Our overall goal is to better understand the mechanisms underlying muscle homeostasis and to identify pathological changes triggering muscle decline in neuromuscular diseases and aging.

By using in vitro and in vivo models, the group works on two main aspects.

1. The molecular mechanisms sustaining the maintenance of the synapse between the motor neuron and the muscle fiber (i.e. the neuromuscular junction, NMJ) - Altered muscle innervation is a hallmark of several diseases associated with muscle dysfunction, such as aging. We have previously shown that deregulation of the Akt⁄mTORC1 pathway in muscle alters NMJ maintenance, which involved defective synaptic gene expression. We now aim to decipher the role of candidate proteins ⁄ pathways, possibly downstream of Akt⁄mTORC1, in the regionalized expression of synaptic proteins and in the muscle response to denervation.

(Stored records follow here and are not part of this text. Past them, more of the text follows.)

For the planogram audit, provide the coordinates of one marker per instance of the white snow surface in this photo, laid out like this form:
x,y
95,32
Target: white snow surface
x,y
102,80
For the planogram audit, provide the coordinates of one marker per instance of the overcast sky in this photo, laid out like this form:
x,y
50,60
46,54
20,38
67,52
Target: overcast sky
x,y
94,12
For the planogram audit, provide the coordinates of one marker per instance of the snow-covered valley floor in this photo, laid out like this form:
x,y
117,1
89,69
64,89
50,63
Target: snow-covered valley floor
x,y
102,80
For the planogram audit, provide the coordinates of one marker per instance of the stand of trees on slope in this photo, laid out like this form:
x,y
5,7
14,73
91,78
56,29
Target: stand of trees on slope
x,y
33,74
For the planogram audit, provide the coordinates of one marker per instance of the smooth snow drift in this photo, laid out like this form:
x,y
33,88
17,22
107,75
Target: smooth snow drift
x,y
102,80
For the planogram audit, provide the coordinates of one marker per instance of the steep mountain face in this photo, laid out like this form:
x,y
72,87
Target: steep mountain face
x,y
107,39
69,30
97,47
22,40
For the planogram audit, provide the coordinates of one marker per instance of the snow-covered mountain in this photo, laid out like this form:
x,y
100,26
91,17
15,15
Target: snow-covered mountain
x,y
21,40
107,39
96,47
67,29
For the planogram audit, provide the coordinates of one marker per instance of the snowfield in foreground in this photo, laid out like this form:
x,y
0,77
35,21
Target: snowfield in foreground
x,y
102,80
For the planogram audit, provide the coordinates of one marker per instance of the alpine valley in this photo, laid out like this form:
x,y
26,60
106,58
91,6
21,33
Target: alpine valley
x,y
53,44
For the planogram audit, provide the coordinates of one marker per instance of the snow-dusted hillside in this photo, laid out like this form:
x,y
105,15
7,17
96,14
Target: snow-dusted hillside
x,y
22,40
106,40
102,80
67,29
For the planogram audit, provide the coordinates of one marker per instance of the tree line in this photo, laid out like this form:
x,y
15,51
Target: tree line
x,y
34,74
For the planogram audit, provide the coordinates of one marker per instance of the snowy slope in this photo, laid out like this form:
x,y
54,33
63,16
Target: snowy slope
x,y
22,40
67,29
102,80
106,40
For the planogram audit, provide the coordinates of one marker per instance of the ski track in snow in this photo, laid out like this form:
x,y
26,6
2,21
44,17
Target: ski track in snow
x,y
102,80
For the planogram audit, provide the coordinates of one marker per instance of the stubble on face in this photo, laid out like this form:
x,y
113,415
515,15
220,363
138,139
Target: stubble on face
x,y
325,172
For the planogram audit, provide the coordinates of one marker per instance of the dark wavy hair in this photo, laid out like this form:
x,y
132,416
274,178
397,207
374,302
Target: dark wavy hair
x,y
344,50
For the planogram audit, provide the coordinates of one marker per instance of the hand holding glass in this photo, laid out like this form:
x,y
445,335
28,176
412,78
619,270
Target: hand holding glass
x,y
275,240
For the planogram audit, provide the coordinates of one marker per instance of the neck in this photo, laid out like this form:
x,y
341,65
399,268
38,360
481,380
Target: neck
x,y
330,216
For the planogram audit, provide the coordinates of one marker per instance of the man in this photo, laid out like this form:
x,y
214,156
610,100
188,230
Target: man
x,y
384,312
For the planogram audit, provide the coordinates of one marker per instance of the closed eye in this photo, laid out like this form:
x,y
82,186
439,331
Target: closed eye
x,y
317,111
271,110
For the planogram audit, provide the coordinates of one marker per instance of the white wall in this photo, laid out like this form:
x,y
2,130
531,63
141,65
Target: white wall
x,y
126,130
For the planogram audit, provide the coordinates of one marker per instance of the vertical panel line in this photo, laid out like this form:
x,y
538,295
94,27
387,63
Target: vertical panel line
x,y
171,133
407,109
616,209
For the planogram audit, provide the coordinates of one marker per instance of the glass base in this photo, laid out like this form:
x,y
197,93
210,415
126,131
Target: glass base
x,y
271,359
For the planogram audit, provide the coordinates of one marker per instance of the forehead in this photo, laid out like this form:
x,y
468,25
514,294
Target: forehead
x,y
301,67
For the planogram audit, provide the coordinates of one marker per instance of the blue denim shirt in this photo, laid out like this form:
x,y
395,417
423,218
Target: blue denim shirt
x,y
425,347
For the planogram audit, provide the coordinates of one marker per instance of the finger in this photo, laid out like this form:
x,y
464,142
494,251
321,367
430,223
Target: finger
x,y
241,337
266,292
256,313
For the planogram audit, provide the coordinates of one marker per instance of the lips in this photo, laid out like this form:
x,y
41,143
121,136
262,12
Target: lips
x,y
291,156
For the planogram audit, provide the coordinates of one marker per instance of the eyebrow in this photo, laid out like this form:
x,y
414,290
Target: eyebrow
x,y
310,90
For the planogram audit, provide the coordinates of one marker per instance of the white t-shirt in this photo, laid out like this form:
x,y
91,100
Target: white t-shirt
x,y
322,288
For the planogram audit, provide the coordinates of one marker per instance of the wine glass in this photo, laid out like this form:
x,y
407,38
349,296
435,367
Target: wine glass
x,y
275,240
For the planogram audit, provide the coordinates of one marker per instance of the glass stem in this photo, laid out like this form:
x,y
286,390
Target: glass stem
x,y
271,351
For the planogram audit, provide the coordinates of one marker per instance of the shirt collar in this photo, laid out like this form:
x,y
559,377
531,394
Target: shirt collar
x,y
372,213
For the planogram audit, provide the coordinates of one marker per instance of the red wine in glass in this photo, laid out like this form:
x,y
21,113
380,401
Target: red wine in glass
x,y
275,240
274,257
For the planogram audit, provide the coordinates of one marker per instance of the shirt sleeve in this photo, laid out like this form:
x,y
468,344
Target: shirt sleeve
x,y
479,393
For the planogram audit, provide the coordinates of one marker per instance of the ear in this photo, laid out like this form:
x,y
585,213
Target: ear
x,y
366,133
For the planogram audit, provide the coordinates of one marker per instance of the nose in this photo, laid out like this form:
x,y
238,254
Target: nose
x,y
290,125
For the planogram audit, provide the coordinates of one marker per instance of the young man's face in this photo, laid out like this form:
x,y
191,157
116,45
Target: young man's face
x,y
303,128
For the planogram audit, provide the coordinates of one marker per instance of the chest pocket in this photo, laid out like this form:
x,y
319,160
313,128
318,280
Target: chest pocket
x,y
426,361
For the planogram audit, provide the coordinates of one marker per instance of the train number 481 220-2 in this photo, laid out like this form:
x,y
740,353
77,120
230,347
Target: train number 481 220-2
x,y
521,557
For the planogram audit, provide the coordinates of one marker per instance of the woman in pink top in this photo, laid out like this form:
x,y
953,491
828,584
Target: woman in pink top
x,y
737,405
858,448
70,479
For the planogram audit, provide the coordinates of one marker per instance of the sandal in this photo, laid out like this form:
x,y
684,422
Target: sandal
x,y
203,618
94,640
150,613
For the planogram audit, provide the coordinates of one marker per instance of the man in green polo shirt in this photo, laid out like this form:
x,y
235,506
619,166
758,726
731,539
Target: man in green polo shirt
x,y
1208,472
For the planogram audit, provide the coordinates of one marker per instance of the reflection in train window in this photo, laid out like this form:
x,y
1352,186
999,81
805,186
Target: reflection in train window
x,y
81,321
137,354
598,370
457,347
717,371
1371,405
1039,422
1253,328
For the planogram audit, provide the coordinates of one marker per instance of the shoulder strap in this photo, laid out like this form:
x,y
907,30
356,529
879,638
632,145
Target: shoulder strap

2. The pathomechanisms involved in Autophagic-Vacuolar Myopathies (AVM) - We have previously demonstrated that mTORC1 is a key regulator of autophagy in muscle and that a strict balance in autophagy is required to preserve muscle homeostasis. Although previous reports have suggested that autophagic flux is blocked in AVMs, the pathogenesis of most AVMs remains unclear. Our long-term goal is to delineate therapeutic strategies to limit or prevent muscle dysfunction in these rare neuromuscular diseases.